Yesterday when we got up and opened the shades it looked like we were in a Syrian refugee camp. We were surrounded by tents, mostly the tiny two man style where you have to lay down on your sleeping bag to wriggle into your pants. Many of these folks arrived after work on a Friday night and set up in the darkness. It’s hard to put up a tent on a rock hard desert surface; the stakes just don’t go in. We were glad to see a tent identical to the one we first started camping in. Its a design that’s lasted forty years and you can put on your pants standing up inside.
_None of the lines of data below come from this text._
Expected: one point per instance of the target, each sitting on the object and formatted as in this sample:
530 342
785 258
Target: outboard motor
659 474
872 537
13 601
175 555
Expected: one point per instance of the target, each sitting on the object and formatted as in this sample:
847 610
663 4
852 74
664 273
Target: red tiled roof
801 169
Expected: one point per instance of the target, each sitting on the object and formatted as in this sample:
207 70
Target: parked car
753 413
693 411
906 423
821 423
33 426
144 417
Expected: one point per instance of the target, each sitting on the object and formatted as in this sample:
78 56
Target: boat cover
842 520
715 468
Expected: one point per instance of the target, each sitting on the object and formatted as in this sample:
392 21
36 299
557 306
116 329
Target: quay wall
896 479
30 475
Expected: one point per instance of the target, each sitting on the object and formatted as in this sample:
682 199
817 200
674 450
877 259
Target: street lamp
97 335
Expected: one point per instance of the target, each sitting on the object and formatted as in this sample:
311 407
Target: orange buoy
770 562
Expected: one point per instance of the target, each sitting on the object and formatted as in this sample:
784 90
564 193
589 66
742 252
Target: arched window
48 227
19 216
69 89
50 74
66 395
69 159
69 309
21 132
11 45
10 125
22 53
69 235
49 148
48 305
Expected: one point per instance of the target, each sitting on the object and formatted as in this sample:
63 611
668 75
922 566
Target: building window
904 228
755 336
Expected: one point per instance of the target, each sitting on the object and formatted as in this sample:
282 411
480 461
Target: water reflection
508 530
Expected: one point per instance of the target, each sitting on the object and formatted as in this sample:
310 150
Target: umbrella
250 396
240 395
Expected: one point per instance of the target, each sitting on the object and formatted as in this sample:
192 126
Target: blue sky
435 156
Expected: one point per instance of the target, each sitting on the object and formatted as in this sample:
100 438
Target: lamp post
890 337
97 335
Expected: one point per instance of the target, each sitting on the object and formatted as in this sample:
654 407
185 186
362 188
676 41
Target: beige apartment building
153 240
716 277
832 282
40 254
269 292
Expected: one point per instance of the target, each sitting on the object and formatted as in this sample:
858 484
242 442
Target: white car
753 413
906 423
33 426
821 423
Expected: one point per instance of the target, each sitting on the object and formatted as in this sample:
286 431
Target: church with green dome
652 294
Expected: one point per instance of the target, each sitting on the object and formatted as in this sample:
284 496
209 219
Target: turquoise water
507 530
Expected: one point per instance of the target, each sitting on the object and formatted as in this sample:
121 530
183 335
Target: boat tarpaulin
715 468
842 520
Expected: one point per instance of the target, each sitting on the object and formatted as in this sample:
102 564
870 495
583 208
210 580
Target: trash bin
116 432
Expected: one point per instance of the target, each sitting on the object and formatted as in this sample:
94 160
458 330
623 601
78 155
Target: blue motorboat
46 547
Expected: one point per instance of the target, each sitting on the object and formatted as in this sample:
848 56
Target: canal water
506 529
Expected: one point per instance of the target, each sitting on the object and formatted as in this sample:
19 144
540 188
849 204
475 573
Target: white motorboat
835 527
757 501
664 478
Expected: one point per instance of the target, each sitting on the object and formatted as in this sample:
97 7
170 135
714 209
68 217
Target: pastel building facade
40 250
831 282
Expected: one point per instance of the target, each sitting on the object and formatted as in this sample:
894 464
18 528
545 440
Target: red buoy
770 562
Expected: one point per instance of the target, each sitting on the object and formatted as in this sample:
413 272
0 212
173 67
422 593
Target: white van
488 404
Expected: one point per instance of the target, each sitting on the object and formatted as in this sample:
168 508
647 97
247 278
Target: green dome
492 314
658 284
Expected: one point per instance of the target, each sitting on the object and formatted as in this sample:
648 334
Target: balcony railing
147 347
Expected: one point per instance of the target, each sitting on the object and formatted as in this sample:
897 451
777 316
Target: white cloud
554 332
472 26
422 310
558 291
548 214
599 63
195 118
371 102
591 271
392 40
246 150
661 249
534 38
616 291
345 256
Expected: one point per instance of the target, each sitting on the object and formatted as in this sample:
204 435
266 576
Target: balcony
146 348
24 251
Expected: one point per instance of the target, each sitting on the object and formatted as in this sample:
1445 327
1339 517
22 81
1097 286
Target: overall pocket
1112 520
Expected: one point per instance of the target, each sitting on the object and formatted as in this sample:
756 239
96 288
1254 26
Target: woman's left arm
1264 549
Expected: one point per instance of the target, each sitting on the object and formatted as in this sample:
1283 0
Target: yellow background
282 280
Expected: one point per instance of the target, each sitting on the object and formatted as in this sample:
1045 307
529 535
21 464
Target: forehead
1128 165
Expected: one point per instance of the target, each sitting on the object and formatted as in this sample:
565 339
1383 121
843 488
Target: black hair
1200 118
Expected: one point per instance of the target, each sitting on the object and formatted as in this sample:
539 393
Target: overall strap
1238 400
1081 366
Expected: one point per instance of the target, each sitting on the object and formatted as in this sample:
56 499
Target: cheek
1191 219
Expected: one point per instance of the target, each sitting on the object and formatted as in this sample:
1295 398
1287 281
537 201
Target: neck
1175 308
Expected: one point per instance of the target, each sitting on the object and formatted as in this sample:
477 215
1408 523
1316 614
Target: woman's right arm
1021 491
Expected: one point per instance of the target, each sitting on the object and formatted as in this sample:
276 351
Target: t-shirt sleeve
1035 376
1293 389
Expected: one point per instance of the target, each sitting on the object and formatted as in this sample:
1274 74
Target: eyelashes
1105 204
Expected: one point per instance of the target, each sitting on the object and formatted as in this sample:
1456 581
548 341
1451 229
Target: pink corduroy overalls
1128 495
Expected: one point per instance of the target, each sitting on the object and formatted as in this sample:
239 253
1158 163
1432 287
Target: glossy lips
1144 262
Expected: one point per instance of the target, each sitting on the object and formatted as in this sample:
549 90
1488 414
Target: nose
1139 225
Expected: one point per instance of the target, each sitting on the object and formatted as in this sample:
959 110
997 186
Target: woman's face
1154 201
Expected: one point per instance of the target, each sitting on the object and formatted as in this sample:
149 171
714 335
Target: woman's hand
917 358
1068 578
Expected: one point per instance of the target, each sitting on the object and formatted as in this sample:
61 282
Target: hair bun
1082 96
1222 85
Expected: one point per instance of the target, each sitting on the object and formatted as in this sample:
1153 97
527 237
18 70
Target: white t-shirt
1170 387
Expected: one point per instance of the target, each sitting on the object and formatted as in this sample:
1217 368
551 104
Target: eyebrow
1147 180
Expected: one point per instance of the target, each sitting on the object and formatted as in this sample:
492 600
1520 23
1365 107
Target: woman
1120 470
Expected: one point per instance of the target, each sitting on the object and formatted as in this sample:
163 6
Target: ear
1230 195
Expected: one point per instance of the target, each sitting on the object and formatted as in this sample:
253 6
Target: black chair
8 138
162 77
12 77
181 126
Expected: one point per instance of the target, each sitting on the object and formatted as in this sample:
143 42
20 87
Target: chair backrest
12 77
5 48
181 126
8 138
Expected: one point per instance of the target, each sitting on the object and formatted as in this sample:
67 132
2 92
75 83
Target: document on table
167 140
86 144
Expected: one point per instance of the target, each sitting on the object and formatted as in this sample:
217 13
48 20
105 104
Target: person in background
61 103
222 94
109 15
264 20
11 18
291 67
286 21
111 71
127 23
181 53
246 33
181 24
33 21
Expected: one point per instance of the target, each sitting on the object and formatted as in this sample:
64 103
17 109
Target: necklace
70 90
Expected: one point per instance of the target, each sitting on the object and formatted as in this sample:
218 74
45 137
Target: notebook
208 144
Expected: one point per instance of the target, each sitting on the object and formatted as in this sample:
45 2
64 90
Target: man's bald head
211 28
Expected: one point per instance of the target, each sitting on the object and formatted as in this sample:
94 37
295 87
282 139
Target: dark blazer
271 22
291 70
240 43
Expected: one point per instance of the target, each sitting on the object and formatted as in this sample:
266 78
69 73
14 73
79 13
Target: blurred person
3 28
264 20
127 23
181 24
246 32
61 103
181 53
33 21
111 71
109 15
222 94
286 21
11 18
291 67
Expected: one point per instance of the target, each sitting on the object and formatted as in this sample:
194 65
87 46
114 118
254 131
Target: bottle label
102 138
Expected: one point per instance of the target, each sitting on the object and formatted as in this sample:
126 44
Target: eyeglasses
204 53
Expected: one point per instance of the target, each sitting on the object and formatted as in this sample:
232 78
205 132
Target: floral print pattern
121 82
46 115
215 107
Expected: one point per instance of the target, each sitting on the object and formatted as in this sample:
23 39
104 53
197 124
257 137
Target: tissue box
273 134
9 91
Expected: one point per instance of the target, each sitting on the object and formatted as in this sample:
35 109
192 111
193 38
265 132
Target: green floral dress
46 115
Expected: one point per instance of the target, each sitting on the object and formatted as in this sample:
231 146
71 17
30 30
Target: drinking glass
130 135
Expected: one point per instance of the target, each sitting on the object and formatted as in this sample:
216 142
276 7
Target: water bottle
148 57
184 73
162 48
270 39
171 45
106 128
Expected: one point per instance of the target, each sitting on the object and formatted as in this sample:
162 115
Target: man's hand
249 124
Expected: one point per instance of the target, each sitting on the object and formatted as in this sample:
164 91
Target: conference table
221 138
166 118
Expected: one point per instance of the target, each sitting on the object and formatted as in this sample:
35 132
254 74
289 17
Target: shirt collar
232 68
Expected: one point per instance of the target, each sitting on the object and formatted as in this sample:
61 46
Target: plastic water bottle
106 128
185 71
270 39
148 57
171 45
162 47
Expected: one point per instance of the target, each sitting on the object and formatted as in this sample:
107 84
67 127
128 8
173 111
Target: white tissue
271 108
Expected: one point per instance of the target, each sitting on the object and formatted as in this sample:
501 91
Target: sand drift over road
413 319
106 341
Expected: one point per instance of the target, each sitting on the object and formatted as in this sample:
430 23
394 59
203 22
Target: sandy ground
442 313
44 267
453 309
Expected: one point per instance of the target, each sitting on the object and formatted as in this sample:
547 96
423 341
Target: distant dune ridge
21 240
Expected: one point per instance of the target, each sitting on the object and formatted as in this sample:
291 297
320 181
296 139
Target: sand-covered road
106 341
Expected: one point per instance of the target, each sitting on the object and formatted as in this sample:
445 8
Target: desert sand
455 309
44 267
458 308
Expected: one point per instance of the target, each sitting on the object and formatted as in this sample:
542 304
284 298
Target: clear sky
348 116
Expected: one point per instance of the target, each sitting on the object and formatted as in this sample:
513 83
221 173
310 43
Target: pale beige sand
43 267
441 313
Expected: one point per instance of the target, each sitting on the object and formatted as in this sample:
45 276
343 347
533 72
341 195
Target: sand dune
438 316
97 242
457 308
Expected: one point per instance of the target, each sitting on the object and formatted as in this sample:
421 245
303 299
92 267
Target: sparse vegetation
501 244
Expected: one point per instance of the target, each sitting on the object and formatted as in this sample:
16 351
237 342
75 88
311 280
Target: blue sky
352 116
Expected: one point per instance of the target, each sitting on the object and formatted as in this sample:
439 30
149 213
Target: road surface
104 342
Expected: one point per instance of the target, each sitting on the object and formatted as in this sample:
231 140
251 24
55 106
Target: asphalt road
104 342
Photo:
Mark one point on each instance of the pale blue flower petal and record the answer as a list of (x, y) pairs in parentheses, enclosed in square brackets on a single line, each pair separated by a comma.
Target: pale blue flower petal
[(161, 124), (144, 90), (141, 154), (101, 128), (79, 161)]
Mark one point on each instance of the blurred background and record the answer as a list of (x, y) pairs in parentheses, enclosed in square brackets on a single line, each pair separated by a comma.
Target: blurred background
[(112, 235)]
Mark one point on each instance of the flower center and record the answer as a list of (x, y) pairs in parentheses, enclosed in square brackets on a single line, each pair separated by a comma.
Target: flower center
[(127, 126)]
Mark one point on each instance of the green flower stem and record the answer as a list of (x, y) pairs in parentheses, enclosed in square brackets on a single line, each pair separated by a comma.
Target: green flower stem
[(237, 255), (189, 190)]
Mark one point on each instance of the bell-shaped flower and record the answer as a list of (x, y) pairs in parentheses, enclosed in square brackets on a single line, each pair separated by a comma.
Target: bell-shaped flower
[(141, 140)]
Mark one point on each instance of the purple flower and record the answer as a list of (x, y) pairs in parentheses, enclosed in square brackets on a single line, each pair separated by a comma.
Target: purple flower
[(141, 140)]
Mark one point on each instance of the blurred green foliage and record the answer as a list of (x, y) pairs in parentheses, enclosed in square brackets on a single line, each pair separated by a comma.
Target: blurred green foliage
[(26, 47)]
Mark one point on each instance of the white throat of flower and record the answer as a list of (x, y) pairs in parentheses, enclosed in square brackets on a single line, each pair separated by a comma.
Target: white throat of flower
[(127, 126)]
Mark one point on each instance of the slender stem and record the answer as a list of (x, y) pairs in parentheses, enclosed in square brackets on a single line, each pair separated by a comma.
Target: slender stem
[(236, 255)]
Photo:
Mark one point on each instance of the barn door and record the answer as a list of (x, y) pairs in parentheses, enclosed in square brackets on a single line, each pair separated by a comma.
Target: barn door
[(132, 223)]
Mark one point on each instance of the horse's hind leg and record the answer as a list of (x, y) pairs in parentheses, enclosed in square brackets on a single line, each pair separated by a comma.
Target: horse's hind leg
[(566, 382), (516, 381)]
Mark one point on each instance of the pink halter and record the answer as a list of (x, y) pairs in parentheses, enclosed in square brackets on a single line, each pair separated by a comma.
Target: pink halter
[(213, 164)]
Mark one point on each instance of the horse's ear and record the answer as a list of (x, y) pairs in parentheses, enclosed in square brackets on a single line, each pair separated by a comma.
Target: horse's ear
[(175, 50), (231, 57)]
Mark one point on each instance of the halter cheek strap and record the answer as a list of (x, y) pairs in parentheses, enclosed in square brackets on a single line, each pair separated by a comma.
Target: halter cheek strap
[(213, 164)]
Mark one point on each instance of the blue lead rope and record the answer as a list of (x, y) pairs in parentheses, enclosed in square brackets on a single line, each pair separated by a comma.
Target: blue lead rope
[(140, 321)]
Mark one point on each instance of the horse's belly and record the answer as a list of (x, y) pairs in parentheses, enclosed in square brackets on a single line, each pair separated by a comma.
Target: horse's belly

Another series of rain storms has hit the northern California coast after a dry February. It’s dumping lots of snow in the Sierra Nevada - good for ending the California drought, but bad for our plan to visit the national parks in the central part of the state when we return from Patagonia. Since Death Valley is nowhere near the northern California coast, we only had huge gusts of wind. It was warm and we had all the windows open. Soon everything we touched was coated with a fine layer of insidious sand. It blew so hard, we closed the slides on the windward side; the sound of the flapping slide toppers was enough to raise the dead. It was still windy when we got up this morning, but all the tents were gone. We surely understand why they didn’t make it through the night, but wondered where everyone went at 2am. Pahrump, the nearest town, is an hour’s drive away. The rest of California is hours of curvey, climbing road before you get to civilization. There are limited hotel/lodge facilities at Death Valley and on a Saturday night, they must have been booked out. They didn’t sleep in their cars; those were gone, too. Here’s hoping the tenters didn’t just all blow away.
Ken had continuing wind gusts to deal with as we climbed out of Death Valley and up to a 5,000 foot pass. It was sunny and warm enough for shorts when we started, but it was sleeting at the pass. We are back at the campground where we spent a week in Las Vegas not long ago, enjoying full utilities at bargain prices and a powerful PBS signal that should mean that we can enjoy the final episode of Downtown Abbey without hesitations and stutters, which is what we get from the PBS feed on the satellite dish. The first order of business was cleaning. We both spent an hour wiping and vacuuming, but it’s hard to notice every nook now occupied by sand. I have a feeling we’ll be remembering that last windy night in Death Valley for months to come.
We feel comfortable leaving the motor home at this campground, where itinerant folks like us are interspersed with more permanent residents who are vested in the quality of their life here. We are paying $13/night for the monthly rate plus electricity and can leave the frig running and the DVR recording while we are gone. The airport is less than ten miles away so beginning the trip to Patagonia should go smoothly. Fingers crossed.